Eleştirilmeyen, olduğu gibi kabul gören kişi, zamanla eşine karşı daha olumlu davranışlar içine girer. Ayrıca konuşurken sadece tartışan eşlerdeki sohbetten kaçınma davranışına karşılık bir süre asla tartışmamak; konuşurken sadece sorunun çözümüne odaklanmak, gerekirse sadece onun hoşlandığı konulardan, ilgi duyduğu şeylerden konuşmak onu sohbet ortamına çeker. Eşinizin ailesiyle seve seve sohbet etmesi gösteriyor ki, aslında içinde eleştiri, sitem, suçlama olmayan bir sohbeti seviyor.
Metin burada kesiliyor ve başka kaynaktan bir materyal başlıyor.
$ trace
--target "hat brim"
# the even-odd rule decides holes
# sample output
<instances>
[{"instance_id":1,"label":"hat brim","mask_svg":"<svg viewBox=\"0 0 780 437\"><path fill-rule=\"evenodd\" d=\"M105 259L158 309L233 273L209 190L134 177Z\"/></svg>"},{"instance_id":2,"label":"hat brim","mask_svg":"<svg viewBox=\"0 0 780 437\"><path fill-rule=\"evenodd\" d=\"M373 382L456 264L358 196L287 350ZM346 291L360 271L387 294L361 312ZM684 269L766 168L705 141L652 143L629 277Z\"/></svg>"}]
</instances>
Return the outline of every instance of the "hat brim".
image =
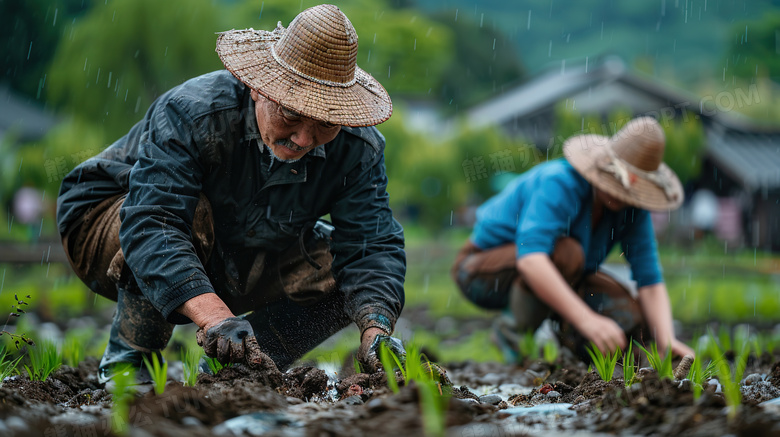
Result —
<instances>
[{"instance_id":1,"label":"hat brim","mask_svg":"<svg viewBox=\"0 0 780 437\"><path fill-rule=\"evenodd\" d=\"M577 135L563 143L563 154L572 167L593 186L628 205L649 211L670 211L682 205L685 199L682 183L665 163L661 163L655 173L670 181L670 197L661 187L647 179L638 177L626 188L613 174L602 170L599 162L609 159L607 147L611 147L611 141L603 135Z\"/></svg>"},{"instance_id":2,"label":"hat brim","mask_svg":"<svg viewBox=\"0 0 780 437\"><path fill-rule=\"evenodd\" d=\"M297 75L279 64L271 47L284 34L244 29L220 33L217 54L247 86L303 116L341 126L374 126L393 113L390 96L370 74L355 68L354 84L333 86Z\"/></svg>"}]
</instances>

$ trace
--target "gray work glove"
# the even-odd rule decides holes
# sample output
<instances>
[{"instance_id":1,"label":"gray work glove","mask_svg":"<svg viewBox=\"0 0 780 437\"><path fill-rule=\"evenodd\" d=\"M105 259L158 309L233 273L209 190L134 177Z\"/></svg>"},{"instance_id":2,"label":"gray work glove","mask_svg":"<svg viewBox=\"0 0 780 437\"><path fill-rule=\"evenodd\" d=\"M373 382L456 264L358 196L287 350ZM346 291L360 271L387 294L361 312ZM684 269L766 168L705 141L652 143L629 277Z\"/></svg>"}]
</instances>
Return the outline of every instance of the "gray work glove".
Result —
<instances>
[{"instance_id":1,"label":"gray work glove","mask_svg":"<svg viewBox=\"0 0 780 437\"><path fill-rule=\"evenodd\" d=\"M374 373L379 369L382 369L382 362L379 359L379 347L381 344L387 346L387 348L392 351L396 357L398 357L402 365L405 364L406 349L404 349L404 345L401 343L401 340L389 335L379 334L374 337L371 343L361 344L360 348L358 349L357 359L363 368L363 372ZM387 372L388 369L385 369L385 371ZM392 371L392 369L390 369L390 371Z\"/></svg>"},{"instance_id":2,"label":"gray work glove","mask_svg":"<svg viewBox=\"0 0 780 437\"><path fill-rule=\"evenodd\" d=\"M195 338L206 355L223 363L259 365L262 357L266 357L260 350L252 325L240 317L228 317L208 331L200 328Z\"/></svg>"}]
</instances>

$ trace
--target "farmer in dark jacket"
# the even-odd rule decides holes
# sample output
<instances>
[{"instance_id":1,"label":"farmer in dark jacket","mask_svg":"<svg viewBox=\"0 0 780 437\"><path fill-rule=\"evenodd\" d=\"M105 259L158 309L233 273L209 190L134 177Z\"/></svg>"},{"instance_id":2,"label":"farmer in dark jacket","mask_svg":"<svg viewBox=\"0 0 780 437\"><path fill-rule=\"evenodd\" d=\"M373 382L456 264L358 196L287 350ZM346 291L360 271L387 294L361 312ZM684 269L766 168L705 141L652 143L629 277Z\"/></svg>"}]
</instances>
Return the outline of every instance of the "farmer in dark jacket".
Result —
<instances>
[{"instance_id":1,"label":"farmer in dark jacket","mask_svg":"<svg viewBox=\"0 0 780 437\"><path fill-rule=\"evenodd\" d=\"M166 92L64 179L71 265L118 302L103 380L190 322L207 355L282 369L354 322L358 357L376 367L379 339L394 340L406 259L384 138L370 127L392 104L357 48L332 5L287 29L225 32L227 71ZM332 226L318 221L327 214Z\"/></svg>"},{"instance_id":2,"label":"farmer in dark jacket","mask_svg":"<svg viewBox=\"0 0 780 437\"><path fill-rule=\"evenodd\" d=\"M624 348L642 332L662 351L693 355L672 328L650 221L649 211L683 201L664 148L649 117L611 138L575 136L564 143L566 159L536 166L479 208L452 274L469 300L504 310L494 339L508 360L524 358L519 334L547 317L563 322L564 341L580 355L590 342ZM635 284L600 268L618 243Z\"/></svg>"}]
</instances>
Size de aynısını yapabilirisiniz.
İnsan ilişkilerine zarar veren bir diğer neden de düşünce çarpıtmalarıdır. Bunlar beyninizin zamanla gerçeği yansıtmayan bağlantılar kurması anlamına gelir ve hep olumsuz düşünce ve duygulara kapılmanıza neden olur. Örneğin, böyle birisi olayları siyah ya da beyaz kategorilerde görür, gri alanı tamamen kaybeder. Eğer durum onun tam olarak beklediği ya da planladığı gibi gitmiyorsa berbat olmuş, her şey kötüye gidiyor demektir.
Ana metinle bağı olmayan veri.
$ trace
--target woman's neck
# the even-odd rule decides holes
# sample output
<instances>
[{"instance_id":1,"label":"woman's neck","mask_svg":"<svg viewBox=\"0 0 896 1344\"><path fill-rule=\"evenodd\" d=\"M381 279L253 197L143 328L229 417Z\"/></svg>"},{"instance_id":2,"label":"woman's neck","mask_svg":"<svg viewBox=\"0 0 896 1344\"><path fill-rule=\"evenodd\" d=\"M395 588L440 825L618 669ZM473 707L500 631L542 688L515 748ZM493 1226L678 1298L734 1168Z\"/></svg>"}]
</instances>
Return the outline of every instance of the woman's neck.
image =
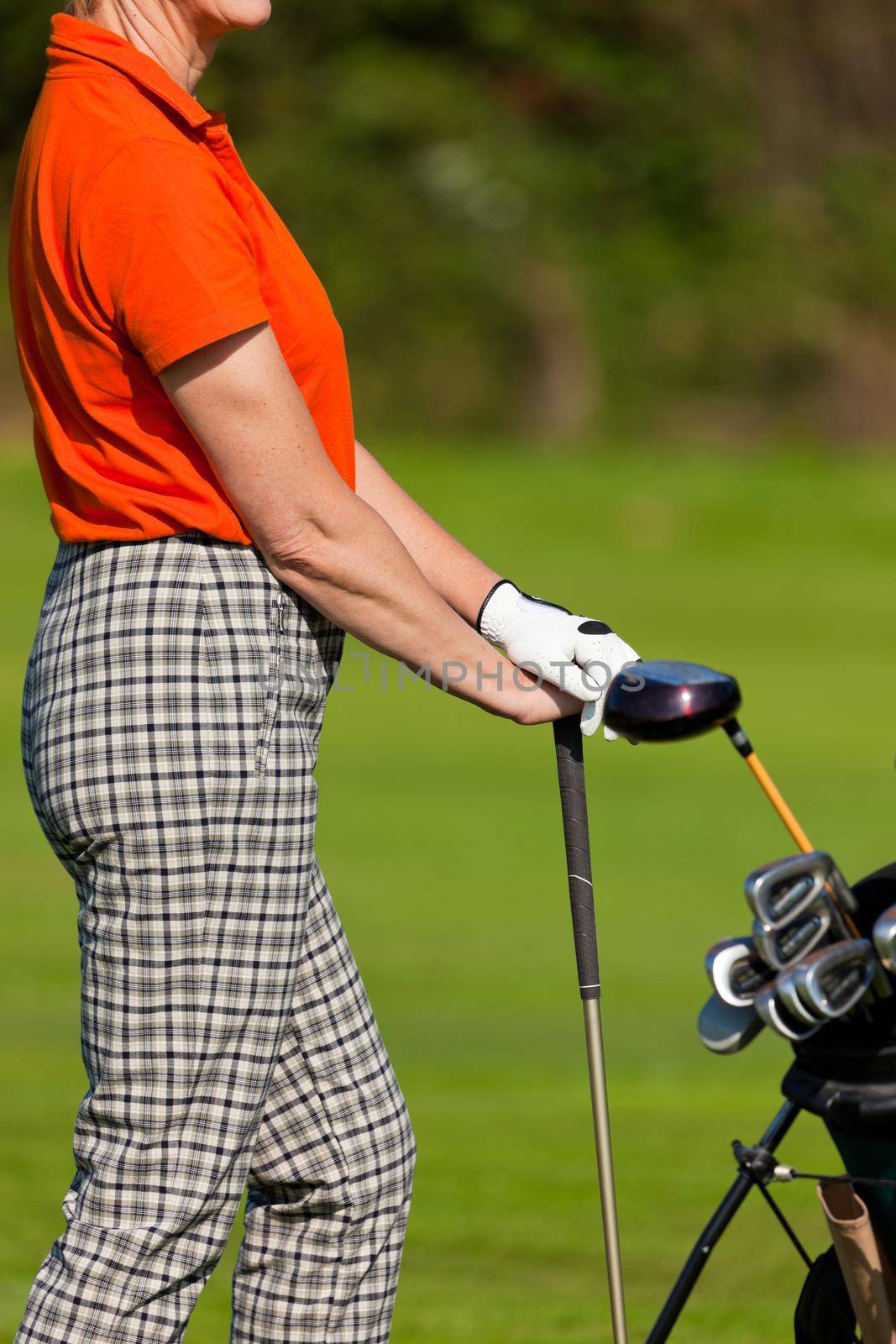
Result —
<instances>
[{"instance_id":1,"label":"woman's neck","mask_svg":"<svg viewBox=\"0 0 896 1344\"><path fill-rule=\"evenodd\" d=\"M95 0L90 22L117 32L152 56L171 78L192 94L215 54L222 34L200 36L183 15L156 0Z\"/></svg>"}]
</instances>

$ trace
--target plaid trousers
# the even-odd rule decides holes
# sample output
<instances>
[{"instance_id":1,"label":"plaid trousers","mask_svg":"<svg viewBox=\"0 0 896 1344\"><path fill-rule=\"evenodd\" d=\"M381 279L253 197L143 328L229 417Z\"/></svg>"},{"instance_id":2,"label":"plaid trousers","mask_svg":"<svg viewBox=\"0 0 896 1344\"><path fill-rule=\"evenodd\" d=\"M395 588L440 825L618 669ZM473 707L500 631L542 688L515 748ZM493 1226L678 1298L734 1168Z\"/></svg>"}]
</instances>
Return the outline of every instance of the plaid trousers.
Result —
<instances>
[{"instance_id":1,"label":"plaid trousers","mask_svg":"<svg viewBox=\"0 0 896 1344\"><path fill-rule=\"evenodd\" d=\"M60 544L23 758L73 875L87 1093L16 1344L388 1339L414 1138L314 857L341 632L250 547Z\"/></svg>"}]
</instances>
Bu olumsuz bakış açısından dolayı kişi hem huzursuz olur, hem de eşine karşı olumsuz söz ve davranışlar içinde bulunur. Çünkü düşünceler, duyguları, duygular da davranışları etkiler. Eşi de ona aynısıyla mukabele eder.
Eşinizin sizinle hiç sohbet etmediğini, hiçbir gün yanınızda durmadığını, hiçbir derininizi dinlemediğini söylemeniz buna örnektir. Oysaki hayatın böyle geçmesi mümkün değildir. Eminim çok güzel günleriniz ve saatleriniz de olmuştur. Size tavsiyem, eşinizin olumlu özelliklerine odaklanın, örneğin evin maddi ihtiyaçlarını aksatmaması, namuslu olması, çocuklarına düşkün olması vb. Ayrıca eşinizin en küçük olumlu davranış ve sözünü hemen takdir edin, teşekkür edin ki onlar pekişsin ve kartopu gibi artarak devam etsin. Onu takdir ederek sizin yanınızda iyi hissetmesini sağlayabilirsiniz. İnsan kendisini iyi hissettiği yere gider.
Eşler, evlilik ve ilişki sorunlarını tatbiki konuşmalıdırlar. Ama bunu kızgın oldukları zamanlarda değil de daha sakin bir zamanda ve ortamda konuşmalıdırlar. Kadının da erkeğin de konuşmak istemediği, sorun duymayı arzu etmediği, hele tartışmaya tahammülü olmadığı zamanlar ve ortamlar var. Buna dikkat edilmezse, konuşma karşılıklı savunmaya dönüşür ve kişileri sinir hastası eder.